Her father would be buried beside her mother and brother in the family crypt in the cemetery east of the house. By orders of her father, the crypt had been well maintained through the years by the groundskeepers. There he had left flowers on the birthdays of her mother and brother. He had always gone by himself and never asked Felicity to accompany him. He would not even share his grief, leaving her to mourn on her own.
Rising, she studied herself in the mirror of her room. Under the veil, her face was as washed out as laundry left too long in the sun. She stood very small in that large house.
Helen knocked and poked her head inside. “It’s time, Miss.”
Soon, she would follow the coffin to the crypt, where it would be set beside her mother’s and brother’s. Following custom, Felicity had sent expensive invitations to her late father’s colleagues and friends to attend the burial. Responsibility for the list of attendees she had left up to Horace Wilkins, who had known her father much better than she ever had.
Felicity straightened her veil and mourning clothes. She had a daughter’s duty to fulfill. She would give him that.
* * *
The funeral reception was well attended, which would have pleased her father. Felicity curtsied to each person who entered the house and accepted their condolences with as much grace as she could rally. Several men were acquainted with her father from his London club, while others were managers at the family mill and shipping line. Banks and other businesses with which he had dealt also sent representatives. Standing near the door, she thanked each person for paying their respects. They in turn talked of her father’s business acumen and characterized him as a man of good qualities. A true gentleman. A true man of England. Samuel Carrol had showed them another face and not the one she had been raised with.
Horace Wilkins stood at her side near the door, taking hats and directing other servants. In the days after her father had died, she had caught Wilkins staring at her with condemning eyes, only to turn his head away when he noticed her gaze. He wore accusation like his well-fitted butler’s suit.
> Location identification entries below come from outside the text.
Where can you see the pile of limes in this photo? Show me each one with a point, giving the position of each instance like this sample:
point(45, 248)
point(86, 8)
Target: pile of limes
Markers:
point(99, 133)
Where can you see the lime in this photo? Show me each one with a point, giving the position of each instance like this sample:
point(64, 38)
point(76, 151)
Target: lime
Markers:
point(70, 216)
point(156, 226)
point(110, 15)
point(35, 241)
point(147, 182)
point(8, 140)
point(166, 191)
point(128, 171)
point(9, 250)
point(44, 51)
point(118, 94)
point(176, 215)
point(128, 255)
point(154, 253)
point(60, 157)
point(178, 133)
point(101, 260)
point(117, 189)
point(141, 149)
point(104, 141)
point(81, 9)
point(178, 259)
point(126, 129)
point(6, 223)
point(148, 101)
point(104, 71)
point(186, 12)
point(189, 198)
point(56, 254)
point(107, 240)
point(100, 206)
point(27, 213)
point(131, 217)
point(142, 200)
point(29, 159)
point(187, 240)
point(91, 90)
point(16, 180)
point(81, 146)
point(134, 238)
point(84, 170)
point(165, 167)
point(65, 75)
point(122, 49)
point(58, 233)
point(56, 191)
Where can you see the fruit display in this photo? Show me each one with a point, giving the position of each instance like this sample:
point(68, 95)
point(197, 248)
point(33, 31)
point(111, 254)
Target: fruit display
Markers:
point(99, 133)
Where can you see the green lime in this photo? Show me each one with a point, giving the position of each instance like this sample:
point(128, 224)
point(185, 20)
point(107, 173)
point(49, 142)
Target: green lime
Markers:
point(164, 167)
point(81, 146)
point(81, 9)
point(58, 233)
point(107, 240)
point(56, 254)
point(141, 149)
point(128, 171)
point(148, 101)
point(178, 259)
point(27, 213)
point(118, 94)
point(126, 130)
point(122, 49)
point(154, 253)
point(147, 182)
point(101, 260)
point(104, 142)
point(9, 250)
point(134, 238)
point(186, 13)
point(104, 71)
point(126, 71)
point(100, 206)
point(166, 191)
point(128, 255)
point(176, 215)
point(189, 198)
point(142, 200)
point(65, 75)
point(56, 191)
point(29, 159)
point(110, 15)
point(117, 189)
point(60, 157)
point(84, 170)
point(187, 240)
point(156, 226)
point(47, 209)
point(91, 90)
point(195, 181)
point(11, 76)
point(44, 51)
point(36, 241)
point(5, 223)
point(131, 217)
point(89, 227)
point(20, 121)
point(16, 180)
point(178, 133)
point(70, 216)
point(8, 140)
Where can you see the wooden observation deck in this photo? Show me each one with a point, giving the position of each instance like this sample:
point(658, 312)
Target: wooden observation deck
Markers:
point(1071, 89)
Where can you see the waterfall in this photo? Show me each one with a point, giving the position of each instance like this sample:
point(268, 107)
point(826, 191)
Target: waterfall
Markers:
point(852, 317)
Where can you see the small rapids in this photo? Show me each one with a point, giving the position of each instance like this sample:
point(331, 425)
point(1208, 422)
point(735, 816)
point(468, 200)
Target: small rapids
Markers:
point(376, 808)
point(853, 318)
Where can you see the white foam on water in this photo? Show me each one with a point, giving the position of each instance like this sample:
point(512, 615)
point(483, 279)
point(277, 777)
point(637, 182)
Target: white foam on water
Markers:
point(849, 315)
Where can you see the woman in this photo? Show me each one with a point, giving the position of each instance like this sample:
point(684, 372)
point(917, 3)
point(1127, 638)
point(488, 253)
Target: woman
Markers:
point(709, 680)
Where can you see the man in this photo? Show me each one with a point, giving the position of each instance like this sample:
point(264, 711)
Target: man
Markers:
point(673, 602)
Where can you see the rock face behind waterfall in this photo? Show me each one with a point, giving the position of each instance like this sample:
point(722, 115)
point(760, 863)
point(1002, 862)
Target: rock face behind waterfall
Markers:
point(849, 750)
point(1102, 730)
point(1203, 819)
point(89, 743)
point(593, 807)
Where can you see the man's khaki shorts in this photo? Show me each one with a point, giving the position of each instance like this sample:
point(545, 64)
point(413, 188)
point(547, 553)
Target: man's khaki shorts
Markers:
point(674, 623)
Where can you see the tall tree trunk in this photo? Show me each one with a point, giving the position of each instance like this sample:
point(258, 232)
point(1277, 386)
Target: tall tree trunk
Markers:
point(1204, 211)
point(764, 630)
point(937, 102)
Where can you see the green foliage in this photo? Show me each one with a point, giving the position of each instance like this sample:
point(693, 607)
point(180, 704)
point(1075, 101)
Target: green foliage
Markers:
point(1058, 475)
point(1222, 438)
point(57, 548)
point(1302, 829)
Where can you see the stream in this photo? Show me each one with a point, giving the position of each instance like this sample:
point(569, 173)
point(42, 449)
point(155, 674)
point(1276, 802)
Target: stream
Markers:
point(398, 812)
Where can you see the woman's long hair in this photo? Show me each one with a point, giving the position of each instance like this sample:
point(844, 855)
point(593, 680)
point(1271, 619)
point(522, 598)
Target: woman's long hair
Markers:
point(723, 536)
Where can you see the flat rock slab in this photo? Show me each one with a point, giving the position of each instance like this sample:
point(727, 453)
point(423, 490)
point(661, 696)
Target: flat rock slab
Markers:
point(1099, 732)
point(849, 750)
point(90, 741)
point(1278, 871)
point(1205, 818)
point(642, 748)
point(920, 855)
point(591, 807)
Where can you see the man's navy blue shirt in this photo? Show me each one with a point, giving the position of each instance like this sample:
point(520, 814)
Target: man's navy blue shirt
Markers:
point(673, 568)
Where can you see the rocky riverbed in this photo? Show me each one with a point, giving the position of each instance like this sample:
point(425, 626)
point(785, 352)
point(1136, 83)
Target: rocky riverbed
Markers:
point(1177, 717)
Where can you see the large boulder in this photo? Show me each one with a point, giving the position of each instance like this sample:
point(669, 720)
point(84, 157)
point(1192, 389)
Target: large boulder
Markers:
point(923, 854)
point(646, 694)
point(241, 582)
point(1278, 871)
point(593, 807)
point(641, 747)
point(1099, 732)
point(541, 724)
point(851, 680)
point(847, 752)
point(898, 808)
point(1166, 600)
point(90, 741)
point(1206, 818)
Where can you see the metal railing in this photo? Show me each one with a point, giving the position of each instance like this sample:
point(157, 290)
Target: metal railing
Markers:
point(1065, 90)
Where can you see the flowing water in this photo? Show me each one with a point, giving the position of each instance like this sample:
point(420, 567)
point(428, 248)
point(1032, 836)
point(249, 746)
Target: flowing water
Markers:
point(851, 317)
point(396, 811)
From the way his eyes moved from here to there, he appeared to know everything that took place at the manor and in the London house. As head butler, it was his business. To that end, he must have heard their argument in the drawing room before her father collapsed. And from his polite glowering, he clearly blamed her for his death. Just as her father had blamed her for the deaths of her mother and brother. Felicity was relieved when Wilkins left his spot at the door to attend to other matters.